1198PD - German Clinical Registries: Neoadjuvant chemoradiotherapy in non small cell lung cancer

Date 29 September 2014
Event ESMO 2014
Session NSCLC, metastatic
Topics Anticancer agents
Surgical oncology
Non-small-cell lung cancer
Biological therapy
Radiation oncology
Presenter Maike De Wit
Citation Annals of Oncology (2014) 25 (suppl_4): iv417-iv425. 10.1093/annonc/mdu348
Authors M. De Wit1, W. Pankow2, S. Eggeling3, B. Schicke4, A. Reinecke4
  • 1Hematology And Oncology, Vivantes Klinikum Neukölln, 12351 - Berlin/DE
  • 2Pneumology And Infectiology, Vivantes Klinikum Neukölln, 12351 - Berlin/DE
  • 3Thoracic Surgery, Vivantes Klinikum Neukölln, 12351 - Berlin/DE
  • 4Xx, Tumorzentrum Berlin, Berlin/DE




In 2000 and 2011 the “Arbeitsgemeinschaft Deutscher Tumorzentren (ADT)” and the “Kooperationsverband Qualitätssicherung durch klinische Krebsregister (KoQK)” collected the German data of clinical cancer registries for certain tumour entities using a standardized data sheet. These data were analyzed in February 2014, and we report the results for neoadjuvant therapy in non small lung cancer (NSCLC).


A total of 129740 patients with NSCLC were submitted for analysis. Of 10819 (41.4%) in stage IIIA 9356 presented with stage IIIA (N2) (35.8%), while 15325 (58.6%) already had reached stage IIIB. Most often squamous cell carcinoma (52.3%) was diagnosed followed by adenocarcinoma (32.5%) and large cell carcinoma (5.2%), but a large percentage of “other non small cell lung cancer” (10%) were included.

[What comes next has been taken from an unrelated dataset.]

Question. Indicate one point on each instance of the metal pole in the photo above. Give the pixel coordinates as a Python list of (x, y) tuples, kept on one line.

“Neoadjuvant therapy” was documented in 1441 patients but 393 of these underwent chemoradiotherapy alone and did not proceed to surgery and thus were omitted in the further evaluation. In the remaining 1048 radiotherapy (n = 53), chemotherapy (n = 328) or chemoradiotherapy (n = 604) preceded surgery. Comparing patients who received neoaduvant therapy with patients who did not receive neoadjuvant treatment stages and gender showed no significant differences but patients receiving neoadjuvant treatment in the mean were younger (women 60 vs. 66 years, men 62 vs. 67 years). Patients who had been treated neoadjuvant lived longer (median 25 vs. 12 months) and showed better therapeutic response, but at the same time local relapses or metastases were registered more frequently.


We conclude that patients who received neoadjuvant therapy lived longer. Whether this is due to their younger age (and probably better ECOG at diagnosis) can not be found out in this retrospective analysis of non-randomized patients.


All authors have declared no conflicts of interest.